Prostate Cancer: What are the Prospects and Guidelines for Screening and Prevention?

Summary

Prostate specific antigen (PSA) is an exceptional biomarker for prostate cancer. While there has been a significant decrease in prostate cancer mortality since the introduction of PSA screening, the benefit of screening can be diminished by the loss of quality of life (QoL) stemming from both the diagnosis itself and the adverse effects of treatment. This article quantifies the effects of screening strategies on prostate cancer mortality and QoL.

  • Oncology Genomics
  • Oncology Guidelines
  • Reproductive Cancers

Prostate specific antigen (PSA) is an exceptional biomarker for prostate cancer. While there has been a significant decrease in prostate cancer mortality since the introduction of PSA screening, the benefit of screening can be diminished by the loss of quality of life (QoL) stemming from both the diagnosis itself and the adverse effects of treatment. Harry J. de Koning, MD, PhD, Erasmus MC, Rotterdam, the Netherlands, quantified the effects of screening strategies on prostate cancer mortality and QoL.
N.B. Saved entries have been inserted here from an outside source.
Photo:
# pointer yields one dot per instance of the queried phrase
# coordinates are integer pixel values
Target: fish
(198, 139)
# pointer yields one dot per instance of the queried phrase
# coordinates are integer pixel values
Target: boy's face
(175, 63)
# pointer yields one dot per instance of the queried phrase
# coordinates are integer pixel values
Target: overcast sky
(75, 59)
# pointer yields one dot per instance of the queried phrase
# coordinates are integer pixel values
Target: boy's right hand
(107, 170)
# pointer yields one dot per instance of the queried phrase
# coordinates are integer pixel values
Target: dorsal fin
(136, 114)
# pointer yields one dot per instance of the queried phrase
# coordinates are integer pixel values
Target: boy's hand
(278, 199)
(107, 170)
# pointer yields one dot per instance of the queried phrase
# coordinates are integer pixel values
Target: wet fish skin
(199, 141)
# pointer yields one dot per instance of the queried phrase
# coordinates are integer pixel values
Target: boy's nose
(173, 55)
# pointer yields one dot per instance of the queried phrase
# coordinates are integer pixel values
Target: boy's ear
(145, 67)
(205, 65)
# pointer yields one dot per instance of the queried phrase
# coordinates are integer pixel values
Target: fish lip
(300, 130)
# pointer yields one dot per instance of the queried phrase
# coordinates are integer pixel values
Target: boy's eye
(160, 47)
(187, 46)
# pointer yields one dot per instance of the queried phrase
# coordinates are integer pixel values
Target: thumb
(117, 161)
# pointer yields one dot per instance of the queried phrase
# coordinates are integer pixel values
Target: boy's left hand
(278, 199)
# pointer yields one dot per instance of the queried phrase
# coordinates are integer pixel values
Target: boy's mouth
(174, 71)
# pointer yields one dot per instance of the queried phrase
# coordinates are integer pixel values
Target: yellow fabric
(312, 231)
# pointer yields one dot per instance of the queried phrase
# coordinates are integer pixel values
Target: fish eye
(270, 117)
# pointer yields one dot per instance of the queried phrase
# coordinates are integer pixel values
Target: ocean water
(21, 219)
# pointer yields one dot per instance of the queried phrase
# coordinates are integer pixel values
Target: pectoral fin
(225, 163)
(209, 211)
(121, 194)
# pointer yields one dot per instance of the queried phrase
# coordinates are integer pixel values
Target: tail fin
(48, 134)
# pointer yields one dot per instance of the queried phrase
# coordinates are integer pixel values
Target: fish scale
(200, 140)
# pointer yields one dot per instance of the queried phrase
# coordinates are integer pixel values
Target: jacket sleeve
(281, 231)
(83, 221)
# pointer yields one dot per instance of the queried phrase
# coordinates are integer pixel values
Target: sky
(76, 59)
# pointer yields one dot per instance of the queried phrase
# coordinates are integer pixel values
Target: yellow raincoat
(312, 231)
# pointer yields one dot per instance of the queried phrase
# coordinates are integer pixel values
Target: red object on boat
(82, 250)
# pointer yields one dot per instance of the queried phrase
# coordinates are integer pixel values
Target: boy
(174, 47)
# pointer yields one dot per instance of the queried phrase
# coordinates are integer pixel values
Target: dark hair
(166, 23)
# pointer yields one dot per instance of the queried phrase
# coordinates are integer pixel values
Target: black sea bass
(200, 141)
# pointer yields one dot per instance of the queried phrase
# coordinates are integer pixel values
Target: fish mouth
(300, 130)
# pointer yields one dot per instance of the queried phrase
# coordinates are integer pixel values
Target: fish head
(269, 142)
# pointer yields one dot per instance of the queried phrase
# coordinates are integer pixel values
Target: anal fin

According to Prof. de Koning, PSA screening can reduce prostate cancer mortality. The European Randomized Study of Screening for Prostate Cancer [ERSPC] trial was initiated in the early 1990s to evaluate the effect of screening with PSA testing on death rates from prostate cancer. In a 2009 publication, PSA-based screening was shown to reduce the rate of death from prostate cancer by 20% (95% CI, 0.65 to 0.98; p=0.04) [Schröder FH et al. N Engl J Med 2009]. After a median follow-up of 11 years in the core age group, the relative reduction in the risk of death from prostate cancer in the screening group was 21% (rate ratio, 0.79; 95% CI, 0.68 to 0.91; p=0.001) and 29% after adjustment for noncompliance [Schröder FH et al. N Engl J Med 2012].
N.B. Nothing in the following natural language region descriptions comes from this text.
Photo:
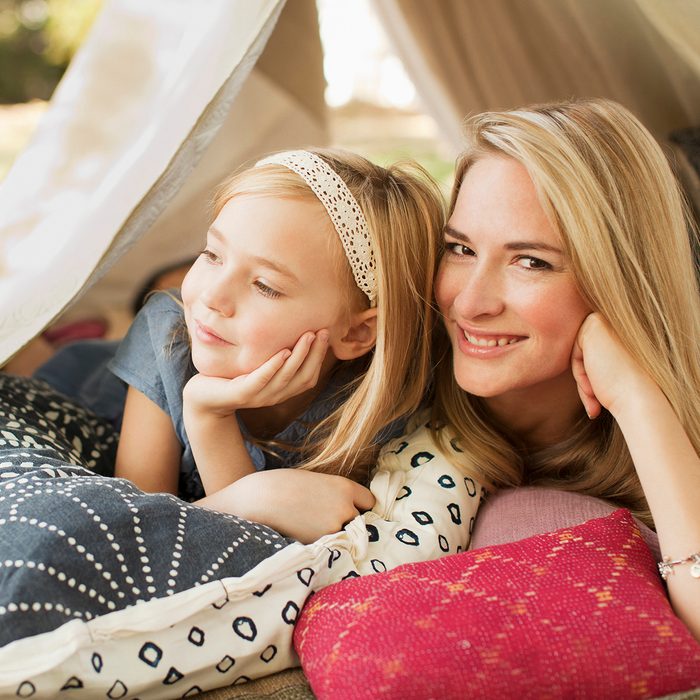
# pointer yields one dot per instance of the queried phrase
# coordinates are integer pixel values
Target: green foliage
(37, 40)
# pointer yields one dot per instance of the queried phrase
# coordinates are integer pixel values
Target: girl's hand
(605, 373)
(297, 503)
(284, 375)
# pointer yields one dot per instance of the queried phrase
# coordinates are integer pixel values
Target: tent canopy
(166, 97)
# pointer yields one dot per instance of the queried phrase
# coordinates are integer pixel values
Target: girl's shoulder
(425, 440)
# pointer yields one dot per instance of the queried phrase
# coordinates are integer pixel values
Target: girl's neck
(537, 420)
(267, 421)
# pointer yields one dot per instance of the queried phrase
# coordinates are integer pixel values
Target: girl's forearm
(218, 449)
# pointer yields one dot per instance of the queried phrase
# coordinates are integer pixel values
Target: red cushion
(580, 612)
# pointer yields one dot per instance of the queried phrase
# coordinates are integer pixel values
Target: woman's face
(509, 299)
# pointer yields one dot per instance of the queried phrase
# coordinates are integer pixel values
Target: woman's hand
(297, 503)
(286, 374)
(606, 374)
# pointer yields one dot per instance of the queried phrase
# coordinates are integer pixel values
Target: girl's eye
(266, 291)
(458, 249)
(531, 263)
(209, 256)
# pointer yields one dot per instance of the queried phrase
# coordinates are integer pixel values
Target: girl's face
(509, 300)
(269, 273)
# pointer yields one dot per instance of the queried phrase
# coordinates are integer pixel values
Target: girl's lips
(207, 335)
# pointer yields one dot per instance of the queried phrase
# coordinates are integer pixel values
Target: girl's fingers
(259, 378)
(303, 367)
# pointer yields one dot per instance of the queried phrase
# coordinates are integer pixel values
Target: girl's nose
(481, 294)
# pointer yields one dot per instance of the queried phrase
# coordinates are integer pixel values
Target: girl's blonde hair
(405, 214)
(608, 187)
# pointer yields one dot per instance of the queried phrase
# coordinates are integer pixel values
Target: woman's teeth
(489, 342)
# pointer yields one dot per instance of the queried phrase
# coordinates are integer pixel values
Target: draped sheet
(134, 113)
(467, 56)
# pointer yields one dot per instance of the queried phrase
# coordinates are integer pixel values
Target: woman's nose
(481, 294)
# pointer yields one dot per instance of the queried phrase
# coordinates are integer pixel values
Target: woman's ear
(360, 336)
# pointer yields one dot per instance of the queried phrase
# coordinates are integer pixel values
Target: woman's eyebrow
(533, 245)
(449, 231)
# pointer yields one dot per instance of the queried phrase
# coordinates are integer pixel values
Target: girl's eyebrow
(513, 245)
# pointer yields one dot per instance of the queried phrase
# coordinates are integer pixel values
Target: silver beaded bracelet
(666, 566)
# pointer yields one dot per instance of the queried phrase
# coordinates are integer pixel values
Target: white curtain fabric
(466, 56)
(280, 105)
(141, 101)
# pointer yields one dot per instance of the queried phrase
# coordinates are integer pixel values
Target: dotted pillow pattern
(580, 612)
(109, 591)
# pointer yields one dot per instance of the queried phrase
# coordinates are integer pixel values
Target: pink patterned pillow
(580, 612)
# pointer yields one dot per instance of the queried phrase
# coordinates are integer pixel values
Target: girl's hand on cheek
(606, 374)
(284, 375)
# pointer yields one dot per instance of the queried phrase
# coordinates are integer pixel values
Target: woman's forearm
(669, 471)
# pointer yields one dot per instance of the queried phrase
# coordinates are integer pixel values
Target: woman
(571, 305)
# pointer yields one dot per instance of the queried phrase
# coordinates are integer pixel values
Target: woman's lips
(486, 344)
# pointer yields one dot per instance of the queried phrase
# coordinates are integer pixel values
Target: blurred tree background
(37, 41)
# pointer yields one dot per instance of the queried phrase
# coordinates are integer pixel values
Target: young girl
(570, 300)
(302, 336)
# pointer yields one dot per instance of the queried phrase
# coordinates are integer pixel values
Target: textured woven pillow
(580, 612)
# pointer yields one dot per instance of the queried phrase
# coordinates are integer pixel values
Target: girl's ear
(360, 336)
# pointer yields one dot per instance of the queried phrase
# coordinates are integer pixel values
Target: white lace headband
(342, 207)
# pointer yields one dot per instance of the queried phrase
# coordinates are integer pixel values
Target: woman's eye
(458, 249)
(530, 263)
(266, 291)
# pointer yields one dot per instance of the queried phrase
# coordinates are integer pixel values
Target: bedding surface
(77, 545)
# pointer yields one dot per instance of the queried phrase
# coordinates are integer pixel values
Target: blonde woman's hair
(405, 214)
(608, 187)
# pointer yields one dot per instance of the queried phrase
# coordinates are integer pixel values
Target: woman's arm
(149, 452)
(666, 462)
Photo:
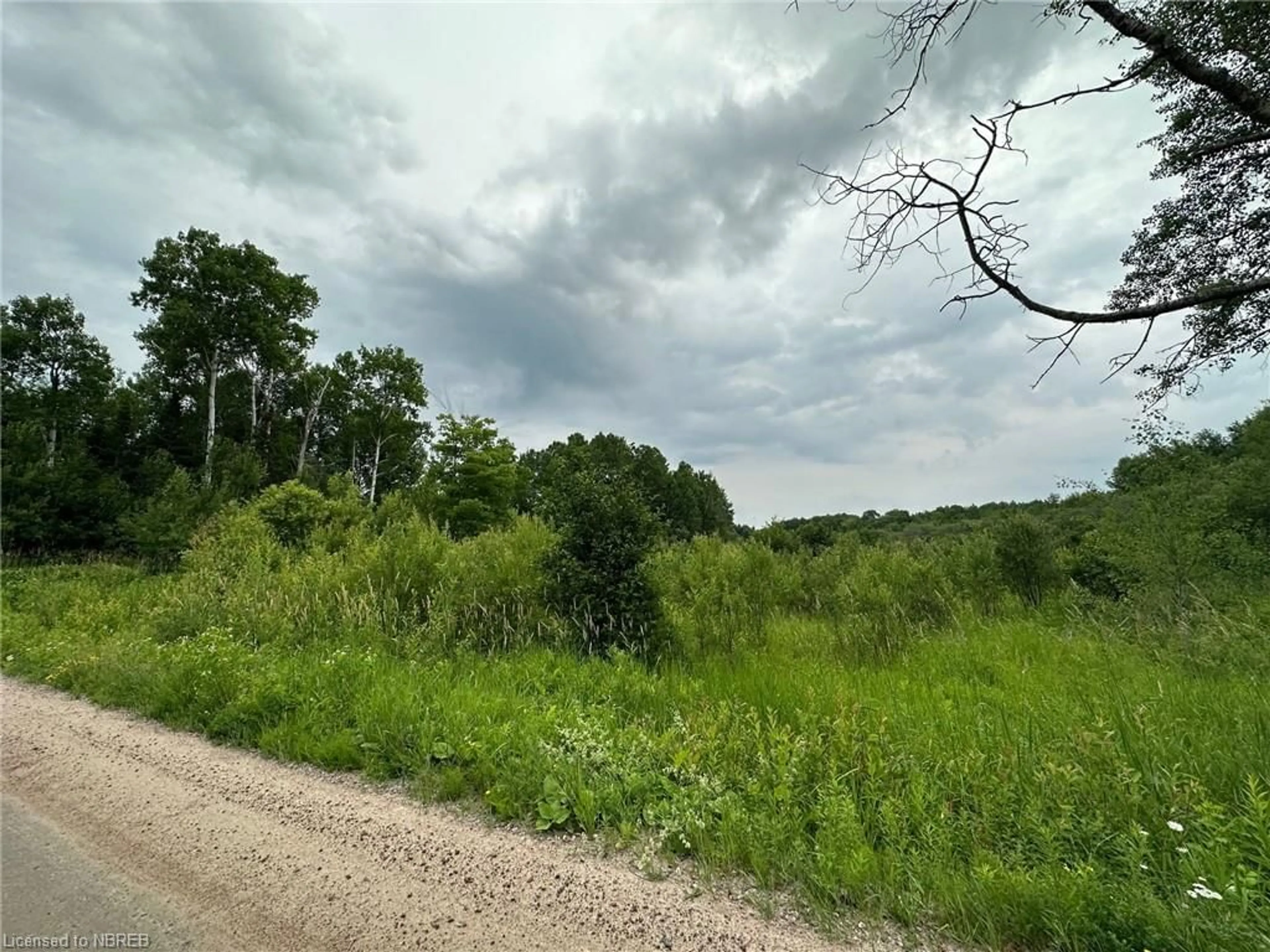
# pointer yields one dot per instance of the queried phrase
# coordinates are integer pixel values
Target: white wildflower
(1201, 890)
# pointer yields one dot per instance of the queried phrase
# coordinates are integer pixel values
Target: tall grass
(860, 728)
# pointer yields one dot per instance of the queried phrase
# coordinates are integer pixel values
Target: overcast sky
(592, 218)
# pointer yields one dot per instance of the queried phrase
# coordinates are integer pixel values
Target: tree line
(230, 402)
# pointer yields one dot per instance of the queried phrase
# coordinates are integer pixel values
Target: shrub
(493, 596)
(1027, 558)
(163, 530)
(293, 512)
(892, 595)
(596, 575)
(721, 596)
(976, 573)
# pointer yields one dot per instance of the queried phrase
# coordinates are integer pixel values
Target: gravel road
(116, 824)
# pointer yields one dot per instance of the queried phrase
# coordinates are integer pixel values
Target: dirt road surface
(115, 824)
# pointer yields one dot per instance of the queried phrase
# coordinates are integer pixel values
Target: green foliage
(293, 512)
(596, 574)
(721, 597)
(473, 475)
(380, 397)
(891, 596)
(1010, 786)
(163, 530)
(685, 503)
(1027, 558)
(1217, 148)
(492, 592)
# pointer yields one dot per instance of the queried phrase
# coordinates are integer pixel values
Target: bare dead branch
(1111, 86)
(916, 28)
(1241, 97)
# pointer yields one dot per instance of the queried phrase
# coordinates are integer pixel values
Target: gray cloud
(257, 87)
(647, 262)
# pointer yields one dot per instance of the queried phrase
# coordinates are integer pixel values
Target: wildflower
(1201, 890)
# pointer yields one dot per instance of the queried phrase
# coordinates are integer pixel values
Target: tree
(51, 370)
(473, 474)
(1205, 254)
(310, 388)
(219, 306)
(383, 394)
(596, 575)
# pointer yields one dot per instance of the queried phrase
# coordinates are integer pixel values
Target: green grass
(1010, 778)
Extremely early detection, however, can present its own set of problems. Screening has advanced the time of diagnosis by about 11 or 12 years. Up to 50% of the screen-detected tumors would never have been diagnosed in the absence of screening. However, over-diagnoses and over-treatment can lead to long-lasting treatment-induced side effects (such as incontinence and sexual dysfunction) that can negatively impact QoL. Indeed, simply receiving a diagnosis of prostate cancer has a negative effect on QoL [Korfage IJ. Br J Cancer 2006]. Recent data from the ERSPC study using a Microsimulation Screening Analysis indicated that PSA screening led to a gain of 8.4 life-years but of only 6.5 quality adjusted life years (QALYs) [Heijnsdijk EAM et al. N Engl J Med 2012].

Despite the findings that the benefits of PSA testing are diminished by about 20% when QoL is taken into account, Prof. de Koning believes that PSA testing can reduce advancement of disease and mortality. However, quantifying and informing both patients and physicians about the unfavorable side effects of PSA screening is crucial.
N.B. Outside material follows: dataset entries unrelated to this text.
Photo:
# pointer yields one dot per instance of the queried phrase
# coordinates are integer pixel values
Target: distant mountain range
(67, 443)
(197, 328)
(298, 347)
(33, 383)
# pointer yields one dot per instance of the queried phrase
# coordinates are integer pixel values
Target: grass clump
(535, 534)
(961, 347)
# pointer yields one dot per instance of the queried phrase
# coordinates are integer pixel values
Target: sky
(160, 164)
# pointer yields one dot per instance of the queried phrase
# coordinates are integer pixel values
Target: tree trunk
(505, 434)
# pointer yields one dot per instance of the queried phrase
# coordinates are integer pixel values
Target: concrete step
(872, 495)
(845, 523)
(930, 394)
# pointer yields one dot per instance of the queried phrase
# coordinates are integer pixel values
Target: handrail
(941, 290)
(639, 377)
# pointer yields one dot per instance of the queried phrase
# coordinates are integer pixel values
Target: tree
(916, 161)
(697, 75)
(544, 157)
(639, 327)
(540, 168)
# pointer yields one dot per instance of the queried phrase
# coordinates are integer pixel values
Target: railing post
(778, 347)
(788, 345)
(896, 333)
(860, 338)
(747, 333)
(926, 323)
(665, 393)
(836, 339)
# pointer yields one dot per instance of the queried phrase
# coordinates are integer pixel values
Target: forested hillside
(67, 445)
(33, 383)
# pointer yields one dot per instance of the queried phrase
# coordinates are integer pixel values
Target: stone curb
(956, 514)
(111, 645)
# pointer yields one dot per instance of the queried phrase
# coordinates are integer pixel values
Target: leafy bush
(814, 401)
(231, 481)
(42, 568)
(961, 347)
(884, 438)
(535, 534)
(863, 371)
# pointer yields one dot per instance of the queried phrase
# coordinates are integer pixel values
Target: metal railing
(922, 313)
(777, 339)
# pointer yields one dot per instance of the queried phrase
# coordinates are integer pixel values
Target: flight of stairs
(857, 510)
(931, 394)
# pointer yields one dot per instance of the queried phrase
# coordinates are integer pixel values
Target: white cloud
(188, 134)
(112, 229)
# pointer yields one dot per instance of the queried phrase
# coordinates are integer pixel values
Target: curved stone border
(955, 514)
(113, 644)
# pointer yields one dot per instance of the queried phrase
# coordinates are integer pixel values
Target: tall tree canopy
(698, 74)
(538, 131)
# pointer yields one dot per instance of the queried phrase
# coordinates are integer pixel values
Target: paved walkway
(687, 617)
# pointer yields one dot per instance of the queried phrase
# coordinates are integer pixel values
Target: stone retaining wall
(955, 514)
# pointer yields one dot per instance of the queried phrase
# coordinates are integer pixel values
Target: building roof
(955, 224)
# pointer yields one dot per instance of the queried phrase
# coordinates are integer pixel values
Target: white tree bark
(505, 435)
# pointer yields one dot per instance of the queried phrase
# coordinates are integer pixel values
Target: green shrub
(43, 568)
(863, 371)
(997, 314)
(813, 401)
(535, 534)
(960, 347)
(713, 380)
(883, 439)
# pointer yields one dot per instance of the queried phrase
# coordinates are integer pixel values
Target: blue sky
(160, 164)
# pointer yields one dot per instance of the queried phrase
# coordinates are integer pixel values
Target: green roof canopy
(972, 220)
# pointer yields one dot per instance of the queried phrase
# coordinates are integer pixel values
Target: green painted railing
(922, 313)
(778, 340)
Prof. de Koning outlined his criteria to be taken into consideration when deciding to implement a screening program. It is important that claims of substantial positive health outcomes such as life-years gained, improvements in cognitive, motor and/or socioemotional development, and significant increases in management and treatment options be substantiated with certainty, preferably in randomized, controlled trials. The balance between adverse events and QALYs gained needs to be clarified prior to patient participation in any program. There needs to be a reasonable ratio between costs and benefits, and an understanding that implementation of the testing program will not lead to substantial unintended effects and that other developments do not change this ratio and effects in the short-run.

Longer follow-up data from both the ERSPC QoL and cost-effectiveness analyses are essential for making universal recommendations regarding screening, but it is possible that limited testing of middle-aged men at relatively long intervals is a cost-effective public health policy.